No one is clear on who was behind the armed attack on Sunday Feb. 27 and there is no shortage of suspects within and outside the country, but one theory Schroeder believes holds water is that the assailants may have included disgruntled members of the poorly paid armed forces — angry about the ban that interfered with their ability to profit from mineral extraction in the resource-rich eastern provinces of North Kivu, South Kivu and Maniema.
“Soldiers are not getting well paid to begin with, and irregularly at best,” he says. “Military units that have been deployed in the eastern Congo have a pretty extensive presence there and they have grown quite happy extending their influence over mining and minerals and have grown rich….this ban really cramped their style.”
Lambert Mende, the country’s minister of information and media, apparently described the assault as a “terrorist attack” and “not a coup d’etat,” according to Bloomberg news reports.
Presidential elections are slated for November.
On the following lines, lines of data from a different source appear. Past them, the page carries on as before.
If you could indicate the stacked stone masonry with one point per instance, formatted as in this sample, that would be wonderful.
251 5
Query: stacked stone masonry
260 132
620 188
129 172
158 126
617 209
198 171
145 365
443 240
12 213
Kabila came to power in 2001 after his father, Laurent Desire Kabila was assassinated.
Schroeder notes that the Kabila government’s attempts to tighten its control over the country have pitted it against many entrenched interests.
“Efforts by the Kabila government to impose some stronger control over that very vast central African country runs them up against localized and regionalized interests who have been quite happy doing what they want with these minerals,” Schroeder explains. “In the last year or so he has been trying to get a better grip over the country and recentralize government control but that’s a massive undertaking and he understands there’s going to be some risks involved in that.”
Schroeder does not believe the attack was part of a larger groundswell of popular unrest against dictators that has swept Tunisia, Libya and Egypt.
“I wouldn’t say that Congo is all that vulnerable to that kind of popular uprising or protest,” he says. “The population is really spread out and it’s difficult for people to rise up and protest there. And Kabila is decently popular.”
At the same time, however, the country “is always vulnerable to insurrections by armed forces, whether they are domestic insurgent groups or insurgent groups supported by neighbouring interests that aren’t happy with Congo’s behaviour.”